Instrument Air – Dried compressed or “Instrument” Air is typically found at most industrial plants and in many labs and serves as an excellent purge gas. The dew point of this purge gas is typically -40° to -45°C. Most of our performance curves have been made from test data using instrument air. We recommend the purge gas flow be 1-3x of the sample gas flow for optimal drying performance, depending on your application. It is important to make sure you test to find the optimum performance point for your set up.
Nitrogen or other Cylinder gas – Using dried cylinder gas with a typical dew point of -60° or -70°C can yield even lower results than shown on our performance curves. Often used for lab applications, this method might not be cost effective for continuous or high flow applications. We recommend the purge gas flow be 1-3x of the sample gas flow, depending on your application, depending on your application. It is important to make sure you test to find the optimum performance point for your set up.
Recycled Sample Gas (Reflux) Method – See the diagram above. Where no instrument air is available, the dried sample gas may be used after analysis as the purge gas by piping it in back to the purge gas inlet. For best results, a vacuum should be pulled through the purge gas path by installing the vacuum pump ahead of the purge gas outlet and a flow restriction (a needle valve or capillary tube) before the purge gas inlet. For maximum performance, the vacuum level should be no less than 7 psi (1/2 atmosphere). The performance improves as vacuum deepens. We recommend the purge gas flow be 1-3x of the (nominal) sample gas flow, which can be achieved with the vacuum. It is important to make sure you test to find the optimum performance point for your set up.
Atmospheric Vacuum Method – Similar to the Reflux Method, a vacuum is pulled over the tube as the purge gas, but instead of recycling the sample gas, atmospheric air is used. The same set up would apply (vacuum pump plus flow restriction). The only issue here is that the target dryness of the sample would vary with temperature and moisture level of the atmospheric air being used.
Split Sample Gas Method – See the diagram above. Where no instrument air is available, this method – similar to the Reflux Method described above – can be used. The split sample method channels a portion of the gas being dried back over the Nafion™ tubing as the purge gas. The other portion is routed to the analyzer. A similar set up with the vacuum pump and flow restriction would be created. Because we recommend the purge gas flow be 1-3x of the sample gas flow, the sample gas flow rate required for analysis needs to be increased accordingly, taking the vacuum effect into account. Like with the other methods, it is important to make sure you test to find the optimum performance point for your set up.

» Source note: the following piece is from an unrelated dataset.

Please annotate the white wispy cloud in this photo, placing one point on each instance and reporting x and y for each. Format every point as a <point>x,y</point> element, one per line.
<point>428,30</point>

Combination Dryer Methods – In order to get to target dryness levels lower than what the Nafion™-based products allow, a combination of dryers is often used. The Nafion™ based dryer can be used as the first dryer stage, removing up to 95% of the moisture in the gas stream. This set-up effectively extends the service life of the secondary desiccant or coalescing filter, greatly reducing costs and extending equipment service intervals.